Récemment, une étude sur des rongeurs a mis en évidence que la carboxyméthylcellulose (CMC ; E466) et le polysorbate 80 (P-80 ; E433), deux types d’émulsifiants largement utilisés dans le secteur agroalimentaire, augmentent le risque de rectocolite chez les souris génétiquement prédisposées. « Les résultats montrent clairement un effet délétère de ces molécules sur l’intestin, avec un impact direct sur le microbiote, en favorisant les bactéries pro-inflammatoires. Ce qui est l’un des mécanismes par lequel la colite va survenir.»

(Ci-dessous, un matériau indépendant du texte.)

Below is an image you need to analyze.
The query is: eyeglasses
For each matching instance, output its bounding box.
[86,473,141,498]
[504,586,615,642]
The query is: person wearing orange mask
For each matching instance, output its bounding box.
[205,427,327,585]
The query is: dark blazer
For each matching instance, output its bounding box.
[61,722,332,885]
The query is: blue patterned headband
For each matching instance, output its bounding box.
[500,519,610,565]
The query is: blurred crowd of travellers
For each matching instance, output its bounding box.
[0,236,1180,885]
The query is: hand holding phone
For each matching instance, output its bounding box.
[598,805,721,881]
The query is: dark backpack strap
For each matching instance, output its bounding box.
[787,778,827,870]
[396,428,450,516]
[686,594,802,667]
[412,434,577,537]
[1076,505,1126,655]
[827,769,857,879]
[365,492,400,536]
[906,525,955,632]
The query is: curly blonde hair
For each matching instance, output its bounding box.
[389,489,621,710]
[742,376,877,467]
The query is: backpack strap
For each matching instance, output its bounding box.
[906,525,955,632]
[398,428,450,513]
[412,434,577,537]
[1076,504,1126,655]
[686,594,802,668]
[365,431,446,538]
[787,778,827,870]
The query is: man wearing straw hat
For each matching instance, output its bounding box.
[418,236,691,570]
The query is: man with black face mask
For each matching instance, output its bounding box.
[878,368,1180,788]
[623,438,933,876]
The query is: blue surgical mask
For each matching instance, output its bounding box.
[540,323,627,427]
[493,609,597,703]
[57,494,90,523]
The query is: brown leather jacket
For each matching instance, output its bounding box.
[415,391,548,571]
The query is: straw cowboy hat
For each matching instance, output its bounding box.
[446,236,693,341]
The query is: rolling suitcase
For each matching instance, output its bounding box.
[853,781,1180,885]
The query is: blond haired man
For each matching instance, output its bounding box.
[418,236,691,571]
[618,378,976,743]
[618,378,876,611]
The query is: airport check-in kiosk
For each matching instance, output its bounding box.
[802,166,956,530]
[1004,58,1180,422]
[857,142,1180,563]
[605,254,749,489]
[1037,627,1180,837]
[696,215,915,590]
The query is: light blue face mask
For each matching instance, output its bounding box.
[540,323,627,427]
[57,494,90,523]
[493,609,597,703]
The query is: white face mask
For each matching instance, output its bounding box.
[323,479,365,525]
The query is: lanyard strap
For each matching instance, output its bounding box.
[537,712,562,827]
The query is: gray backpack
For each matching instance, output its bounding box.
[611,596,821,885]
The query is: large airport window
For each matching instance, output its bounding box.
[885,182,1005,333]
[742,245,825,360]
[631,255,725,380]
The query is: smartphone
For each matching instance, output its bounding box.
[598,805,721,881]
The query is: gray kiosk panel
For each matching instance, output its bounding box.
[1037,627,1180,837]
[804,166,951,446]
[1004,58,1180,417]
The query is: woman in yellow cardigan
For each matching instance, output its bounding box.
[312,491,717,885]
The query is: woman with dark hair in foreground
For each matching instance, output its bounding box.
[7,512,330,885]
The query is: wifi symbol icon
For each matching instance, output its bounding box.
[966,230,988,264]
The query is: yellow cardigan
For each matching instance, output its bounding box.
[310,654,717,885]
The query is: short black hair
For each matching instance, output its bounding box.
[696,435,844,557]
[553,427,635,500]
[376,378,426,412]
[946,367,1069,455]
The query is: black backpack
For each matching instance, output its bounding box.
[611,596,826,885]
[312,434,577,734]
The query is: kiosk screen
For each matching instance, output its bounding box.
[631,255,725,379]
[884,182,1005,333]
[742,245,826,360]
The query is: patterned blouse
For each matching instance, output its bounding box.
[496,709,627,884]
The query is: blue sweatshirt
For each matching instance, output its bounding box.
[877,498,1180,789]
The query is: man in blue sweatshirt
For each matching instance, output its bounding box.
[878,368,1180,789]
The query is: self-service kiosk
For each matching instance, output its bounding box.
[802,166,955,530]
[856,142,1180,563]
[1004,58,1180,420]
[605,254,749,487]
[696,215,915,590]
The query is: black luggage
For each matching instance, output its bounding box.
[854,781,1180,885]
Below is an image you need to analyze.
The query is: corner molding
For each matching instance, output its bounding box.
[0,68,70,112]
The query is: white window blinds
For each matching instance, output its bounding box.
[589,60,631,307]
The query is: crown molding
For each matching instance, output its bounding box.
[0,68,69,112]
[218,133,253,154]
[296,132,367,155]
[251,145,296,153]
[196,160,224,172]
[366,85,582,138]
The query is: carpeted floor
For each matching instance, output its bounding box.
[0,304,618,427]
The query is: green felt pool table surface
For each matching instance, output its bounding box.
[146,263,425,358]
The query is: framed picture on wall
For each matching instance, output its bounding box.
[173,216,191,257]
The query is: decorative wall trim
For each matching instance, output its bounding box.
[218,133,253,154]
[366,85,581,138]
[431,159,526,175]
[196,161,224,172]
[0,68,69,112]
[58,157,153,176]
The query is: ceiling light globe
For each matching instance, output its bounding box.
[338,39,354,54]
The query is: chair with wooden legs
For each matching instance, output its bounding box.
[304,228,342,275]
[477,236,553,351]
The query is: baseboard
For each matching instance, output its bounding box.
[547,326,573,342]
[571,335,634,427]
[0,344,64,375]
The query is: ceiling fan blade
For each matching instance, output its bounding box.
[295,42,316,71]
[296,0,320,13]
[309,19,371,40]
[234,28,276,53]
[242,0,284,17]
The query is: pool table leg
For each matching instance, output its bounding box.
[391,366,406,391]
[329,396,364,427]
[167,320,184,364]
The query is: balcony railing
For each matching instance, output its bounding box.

Incidence de la colite chez la souris en cas de consommation de deux émulsifiants versus consommation d’eau © E. Viennois et al. – Cliquez pour agrandir

Pas de recette miracle pour les MICI

Même si d’autres facteurs favorisent l’apparition des MICI (facteurs génétiques, prise d’antibiotiques, pollution, tabac, etc.), il semble clair que l’alimentation moderne joue un rôle dans leur émergence. Peut-on dès lors envisager de les « soigner » par l’alimentation ? Pour la Dre Reenaers, la réponse est claire :
« Aucun régime d’éviction ou de supplémentation ne va influencer le devenir de ces maladies. Bien qu’il ait été démontré que le curcuma peut diminuer le risque de cancer du côlon, il n’a pas d’effet spécifique sur les MICI. En réalité, quand la barrière intestinale est altérée, il est assez difficile de faire marche arrière. En matière d’alimentation, on conseille donc de manger sainement, d’éviter les aliments transformés et les boissons contenant des sucres ajoutés ». Et il en va de même pour prévenir le développement de ces maladies.

À noter que la consommation de fruits et légumes et d’aliments riches en acides gras oméga-3 a un effet plutôt protecteur. « Il est vrai que la consommation de fibres, et plus spécifiquement de fruits, peut diminuer de 40% le risque de développer la maladie de Crohn », témoigne la Dre Reenaers.